Nunca tive a resposta. Guardei a flor junto com o anel e é como estão, até hoje.

Dali, a vida passou a ter pouco sentido. Até setembro, conseguira, ainda, me distrair com a defesa de tese de doutoramento, que se deu, no dia 24. Depois disso, tomou-me o tremendo vazio do coração até o evento da flor, que me prostrou definitivamente. Em novembro, fiquei gravemente doente. Não tinha nada fisicamente, todos os exames nada acusavam, mas eu perdia as forças, a vontade de viver. Não havia médico que desse conta de minha fraqueza. Desmaiei durante uma de minhas aulas na universidade e tive de ser levada para casa. Felizmente, era final de novembro e as aulas terminavam. Eu não agüentaria continuar indo à Universidade por muito tempo. Passei dias de cama. Para mim, o tempo passava e não passava. Tanto fazia. Não se sabia o que fazer comigo. Eu sabia. Queria morrer. Não agüentava mais tanto aperto em meu peito, nessa profunda dor silenciosamente guardada em meu coração.

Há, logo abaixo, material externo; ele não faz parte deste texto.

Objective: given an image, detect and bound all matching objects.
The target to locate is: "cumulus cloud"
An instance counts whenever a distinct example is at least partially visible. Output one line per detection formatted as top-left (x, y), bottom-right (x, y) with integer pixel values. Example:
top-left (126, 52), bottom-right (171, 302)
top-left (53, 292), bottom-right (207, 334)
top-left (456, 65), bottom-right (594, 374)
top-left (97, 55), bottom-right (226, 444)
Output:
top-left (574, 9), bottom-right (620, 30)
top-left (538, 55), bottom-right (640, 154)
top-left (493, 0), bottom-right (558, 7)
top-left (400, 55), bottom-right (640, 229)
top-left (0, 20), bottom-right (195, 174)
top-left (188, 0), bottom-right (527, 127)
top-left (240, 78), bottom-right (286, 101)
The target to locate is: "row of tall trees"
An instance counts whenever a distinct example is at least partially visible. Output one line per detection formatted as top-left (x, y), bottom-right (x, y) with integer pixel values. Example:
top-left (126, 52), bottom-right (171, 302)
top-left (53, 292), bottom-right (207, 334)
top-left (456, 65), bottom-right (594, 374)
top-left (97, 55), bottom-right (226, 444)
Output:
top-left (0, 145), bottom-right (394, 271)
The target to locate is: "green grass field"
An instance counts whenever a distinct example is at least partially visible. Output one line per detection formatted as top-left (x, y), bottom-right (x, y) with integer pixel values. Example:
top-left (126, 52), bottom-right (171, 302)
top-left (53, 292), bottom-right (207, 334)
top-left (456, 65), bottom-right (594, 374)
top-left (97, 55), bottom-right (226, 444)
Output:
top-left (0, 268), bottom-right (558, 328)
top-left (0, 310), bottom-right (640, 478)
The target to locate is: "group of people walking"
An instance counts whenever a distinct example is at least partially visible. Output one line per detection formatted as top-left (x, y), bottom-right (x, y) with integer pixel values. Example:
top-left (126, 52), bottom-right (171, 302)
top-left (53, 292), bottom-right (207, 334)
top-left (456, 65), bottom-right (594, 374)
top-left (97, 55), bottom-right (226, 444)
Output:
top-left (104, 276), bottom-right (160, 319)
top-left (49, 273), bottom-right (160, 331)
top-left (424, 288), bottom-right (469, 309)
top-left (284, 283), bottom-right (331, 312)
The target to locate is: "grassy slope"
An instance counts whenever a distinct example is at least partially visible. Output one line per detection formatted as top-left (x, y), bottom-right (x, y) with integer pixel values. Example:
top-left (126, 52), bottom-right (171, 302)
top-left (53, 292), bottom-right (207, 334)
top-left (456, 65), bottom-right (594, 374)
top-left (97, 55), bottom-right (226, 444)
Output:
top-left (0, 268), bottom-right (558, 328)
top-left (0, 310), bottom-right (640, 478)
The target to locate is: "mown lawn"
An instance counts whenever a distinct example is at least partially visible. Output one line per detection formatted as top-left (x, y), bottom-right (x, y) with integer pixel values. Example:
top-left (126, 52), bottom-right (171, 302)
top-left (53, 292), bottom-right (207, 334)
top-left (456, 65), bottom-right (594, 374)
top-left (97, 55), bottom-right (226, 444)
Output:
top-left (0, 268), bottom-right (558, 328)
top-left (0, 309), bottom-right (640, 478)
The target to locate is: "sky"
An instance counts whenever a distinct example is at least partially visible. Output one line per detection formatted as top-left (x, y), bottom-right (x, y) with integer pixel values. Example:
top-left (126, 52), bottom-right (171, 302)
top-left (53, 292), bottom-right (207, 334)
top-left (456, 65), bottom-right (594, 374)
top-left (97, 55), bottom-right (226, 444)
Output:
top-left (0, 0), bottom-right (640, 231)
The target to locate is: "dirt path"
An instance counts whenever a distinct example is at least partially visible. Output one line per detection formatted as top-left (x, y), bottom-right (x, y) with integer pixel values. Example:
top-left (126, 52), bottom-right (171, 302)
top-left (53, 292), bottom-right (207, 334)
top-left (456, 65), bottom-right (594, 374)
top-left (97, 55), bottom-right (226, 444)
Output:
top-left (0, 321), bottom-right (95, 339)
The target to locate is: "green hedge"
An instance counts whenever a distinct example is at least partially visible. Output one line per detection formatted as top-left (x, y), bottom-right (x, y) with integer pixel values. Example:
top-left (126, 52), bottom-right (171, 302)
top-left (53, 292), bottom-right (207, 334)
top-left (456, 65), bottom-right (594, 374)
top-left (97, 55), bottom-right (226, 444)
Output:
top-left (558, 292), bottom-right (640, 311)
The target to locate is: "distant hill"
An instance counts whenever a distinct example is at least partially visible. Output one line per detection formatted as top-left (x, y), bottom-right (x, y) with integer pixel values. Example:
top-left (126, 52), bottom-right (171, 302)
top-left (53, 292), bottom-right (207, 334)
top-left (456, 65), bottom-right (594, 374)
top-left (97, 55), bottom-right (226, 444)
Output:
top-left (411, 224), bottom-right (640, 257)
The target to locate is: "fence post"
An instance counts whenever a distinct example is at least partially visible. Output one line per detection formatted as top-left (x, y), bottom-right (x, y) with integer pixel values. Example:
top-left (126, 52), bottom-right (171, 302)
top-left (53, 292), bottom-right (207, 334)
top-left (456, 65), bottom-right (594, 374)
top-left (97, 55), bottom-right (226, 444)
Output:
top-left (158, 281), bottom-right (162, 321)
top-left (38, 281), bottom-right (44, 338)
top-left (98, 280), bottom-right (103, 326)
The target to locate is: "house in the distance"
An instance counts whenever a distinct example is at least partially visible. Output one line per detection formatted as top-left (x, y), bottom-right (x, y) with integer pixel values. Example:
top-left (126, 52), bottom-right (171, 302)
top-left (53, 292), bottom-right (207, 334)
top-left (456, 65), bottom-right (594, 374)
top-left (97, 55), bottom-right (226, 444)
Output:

Fui levada a um médico acupunturista milagroso, segundo diziam. Ele diagnosticou falta de energia vital. Tivemos uma longa conversa e ele me perguntou diretamente o que me fazia não querer reagir. Olhei para ele, sem resposta. Não podia, não havia nada a dizer. Ele me olhou e disse que lhe cabia me ajudar. Eu estava com 33 anos, segundo ele, uma vida pela frente. Fosse o que fosse, havia um motivo para eu estar aqui e não poderia entregar-me à inércia. Entendi o recado, precisava viver. Pedi ajuda, sem dizer a causa de minha angústia. Tive várias sessões de energização dos meus centros vitais. A custo, comecei a comer, novamente, aos poucos sopas leves até a normalização alimentar, o que levou alguns meses. Olhei para o meu futuro, precisava arrancar de mim uma razão para prosseguir. Sim, havia um próspero futuro profissional, sem dúvida. Enfiei-me em pesquisas, voltei à tona aos poucos. Fiz da vida acadêmica o centro de minhas atenções e a vida começou a colorir-se novamente.

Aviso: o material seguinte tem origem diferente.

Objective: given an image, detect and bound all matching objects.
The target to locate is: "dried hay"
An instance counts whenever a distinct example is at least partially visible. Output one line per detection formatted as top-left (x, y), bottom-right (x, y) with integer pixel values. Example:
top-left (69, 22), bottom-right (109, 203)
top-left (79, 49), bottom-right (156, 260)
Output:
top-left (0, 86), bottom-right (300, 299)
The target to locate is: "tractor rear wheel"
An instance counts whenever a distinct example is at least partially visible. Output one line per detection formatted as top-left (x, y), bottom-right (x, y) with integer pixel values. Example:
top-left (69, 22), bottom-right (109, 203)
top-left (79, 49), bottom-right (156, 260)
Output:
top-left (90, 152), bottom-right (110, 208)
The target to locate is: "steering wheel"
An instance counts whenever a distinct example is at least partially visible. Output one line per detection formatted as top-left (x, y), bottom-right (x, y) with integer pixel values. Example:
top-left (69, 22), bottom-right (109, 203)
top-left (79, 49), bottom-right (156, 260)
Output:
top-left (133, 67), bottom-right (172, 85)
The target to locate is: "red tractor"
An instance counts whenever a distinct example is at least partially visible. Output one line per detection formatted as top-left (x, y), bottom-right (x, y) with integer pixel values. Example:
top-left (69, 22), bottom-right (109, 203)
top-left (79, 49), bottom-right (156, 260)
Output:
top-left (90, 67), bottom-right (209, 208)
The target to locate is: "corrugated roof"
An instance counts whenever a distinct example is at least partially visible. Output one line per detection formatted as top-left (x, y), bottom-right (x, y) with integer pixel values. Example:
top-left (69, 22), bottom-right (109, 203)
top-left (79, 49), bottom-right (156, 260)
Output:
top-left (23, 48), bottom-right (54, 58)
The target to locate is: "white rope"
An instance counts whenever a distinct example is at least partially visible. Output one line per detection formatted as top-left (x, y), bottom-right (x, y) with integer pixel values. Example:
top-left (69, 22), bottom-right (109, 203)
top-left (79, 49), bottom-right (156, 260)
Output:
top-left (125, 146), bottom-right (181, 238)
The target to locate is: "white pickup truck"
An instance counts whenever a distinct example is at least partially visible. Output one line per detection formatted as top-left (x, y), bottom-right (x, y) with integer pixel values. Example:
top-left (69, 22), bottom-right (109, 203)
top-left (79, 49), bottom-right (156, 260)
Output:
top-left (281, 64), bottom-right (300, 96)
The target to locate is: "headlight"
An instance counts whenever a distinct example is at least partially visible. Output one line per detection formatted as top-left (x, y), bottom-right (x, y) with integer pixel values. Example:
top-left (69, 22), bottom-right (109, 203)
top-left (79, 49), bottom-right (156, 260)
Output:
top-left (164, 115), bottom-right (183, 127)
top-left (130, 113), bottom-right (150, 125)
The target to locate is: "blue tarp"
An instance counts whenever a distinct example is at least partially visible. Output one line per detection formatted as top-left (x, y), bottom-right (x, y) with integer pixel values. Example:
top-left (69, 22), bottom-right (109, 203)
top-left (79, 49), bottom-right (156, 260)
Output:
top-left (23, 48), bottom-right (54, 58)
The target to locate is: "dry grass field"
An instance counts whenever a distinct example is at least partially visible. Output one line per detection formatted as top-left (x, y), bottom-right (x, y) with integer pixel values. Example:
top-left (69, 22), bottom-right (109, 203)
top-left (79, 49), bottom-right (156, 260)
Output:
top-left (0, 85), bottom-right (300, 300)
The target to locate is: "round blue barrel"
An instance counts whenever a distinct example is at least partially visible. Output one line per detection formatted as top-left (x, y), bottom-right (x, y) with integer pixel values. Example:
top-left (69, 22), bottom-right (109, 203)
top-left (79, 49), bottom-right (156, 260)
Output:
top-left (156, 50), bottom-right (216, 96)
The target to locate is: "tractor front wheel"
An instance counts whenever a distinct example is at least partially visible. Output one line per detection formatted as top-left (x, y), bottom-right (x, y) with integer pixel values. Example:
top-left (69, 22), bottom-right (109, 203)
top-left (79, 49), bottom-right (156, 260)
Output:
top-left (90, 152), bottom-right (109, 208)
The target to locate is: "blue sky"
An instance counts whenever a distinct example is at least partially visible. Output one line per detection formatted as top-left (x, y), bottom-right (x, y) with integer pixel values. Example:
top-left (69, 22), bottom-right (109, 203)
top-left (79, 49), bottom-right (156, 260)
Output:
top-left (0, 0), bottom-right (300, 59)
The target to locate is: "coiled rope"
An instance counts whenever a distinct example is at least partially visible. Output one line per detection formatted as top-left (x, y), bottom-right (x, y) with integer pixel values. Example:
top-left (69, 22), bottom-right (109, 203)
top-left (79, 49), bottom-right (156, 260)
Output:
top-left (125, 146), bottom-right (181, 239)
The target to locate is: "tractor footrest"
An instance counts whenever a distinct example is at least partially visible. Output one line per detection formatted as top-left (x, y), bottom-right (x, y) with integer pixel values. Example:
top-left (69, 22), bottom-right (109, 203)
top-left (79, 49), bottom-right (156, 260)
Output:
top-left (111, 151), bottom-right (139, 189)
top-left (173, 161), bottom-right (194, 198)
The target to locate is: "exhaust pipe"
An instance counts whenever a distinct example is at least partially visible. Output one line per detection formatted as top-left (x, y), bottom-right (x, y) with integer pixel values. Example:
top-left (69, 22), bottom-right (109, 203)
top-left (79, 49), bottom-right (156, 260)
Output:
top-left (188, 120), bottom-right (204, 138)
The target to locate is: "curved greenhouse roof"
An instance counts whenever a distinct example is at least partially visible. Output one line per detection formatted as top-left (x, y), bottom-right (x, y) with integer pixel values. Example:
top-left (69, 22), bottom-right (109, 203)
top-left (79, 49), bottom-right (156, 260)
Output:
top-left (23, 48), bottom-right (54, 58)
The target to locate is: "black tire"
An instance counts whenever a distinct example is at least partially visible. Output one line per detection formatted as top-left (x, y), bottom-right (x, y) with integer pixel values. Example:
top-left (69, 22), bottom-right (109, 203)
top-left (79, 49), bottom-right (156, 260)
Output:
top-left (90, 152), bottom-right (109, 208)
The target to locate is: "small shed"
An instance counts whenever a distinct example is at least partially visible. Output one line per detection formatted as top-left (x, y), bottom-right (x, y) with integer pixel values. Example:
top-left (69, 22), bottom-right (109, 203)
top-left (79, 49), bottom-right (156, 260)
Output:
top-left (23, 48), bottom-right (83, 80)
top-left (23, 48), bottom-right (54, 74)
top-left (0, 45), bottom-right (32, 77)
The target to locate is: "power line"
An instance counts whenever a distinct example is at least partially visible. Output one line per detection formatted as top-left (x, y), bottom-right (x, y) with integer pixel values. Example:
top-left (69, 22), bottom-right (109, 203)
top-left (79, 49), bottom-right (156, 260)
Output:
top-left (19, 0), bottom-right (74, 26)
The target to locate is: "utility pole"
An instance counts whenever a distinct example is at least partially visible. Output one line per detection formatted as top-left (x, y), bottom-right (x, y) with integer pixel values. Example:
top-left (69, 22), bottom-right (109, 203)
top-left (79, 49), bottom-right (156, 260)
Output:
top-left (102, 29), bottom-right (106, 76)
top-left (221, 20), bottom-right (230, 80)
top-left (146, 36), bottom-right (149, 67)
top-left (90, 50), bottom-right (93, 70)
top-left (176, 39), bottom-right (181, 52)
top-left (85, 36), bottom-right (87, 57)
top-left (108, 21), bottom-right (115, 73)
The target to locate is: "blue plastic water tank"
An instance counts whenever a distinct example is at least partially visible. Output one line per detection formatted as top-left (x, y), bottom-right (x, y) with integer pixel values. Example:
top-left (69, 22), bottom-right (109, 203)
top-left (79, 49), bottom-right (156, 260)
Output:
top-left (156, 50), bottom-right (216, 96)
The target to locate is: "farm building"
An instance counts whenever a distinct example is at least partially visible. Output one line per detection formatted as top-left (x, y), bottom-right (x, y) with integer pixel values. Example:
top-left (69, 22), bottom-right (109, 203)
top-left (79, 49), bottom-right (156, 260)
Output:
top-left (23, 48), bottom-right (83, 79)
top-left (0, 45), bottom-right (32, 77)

Nunca mais soube de Manuel, do que aconteceu, porque não tive mais notícias. Ainda escrevi mais uma vez, busquei-o pela internet, muitos anos depois. Aliás, seu nome não consta, numa varredura pelo Google. Nada. A paixão passou, mas nunca a lembrança.

“El dia que me quieras...”. Eu quis. Nunca neguei viver tudo o que me foi oferecido.

Agradeço à vida por ter acontecido. Agradeço àquele médico por ter me resgatado. Agradeço a mim, por ter preservado com tanto carinho essa lembrança doce e forte em meu coração.

O anel e a flor continuam guardados, na mesma pequena caixinha, prova irrefutável de que uma verdadeira paixão povoou meu coração.

2 comentários:

Unknown disse...

Lali querida, estou cada vez mais encantada com suas histórias! São pura expressão de amor, vida e liberdade! Parabéns, querida!

pblower disse...

Amiga,

Eu que passei esta semana no Mexico, curti ainda mais a historia.
Agora te mando beijos diretamente de Houston.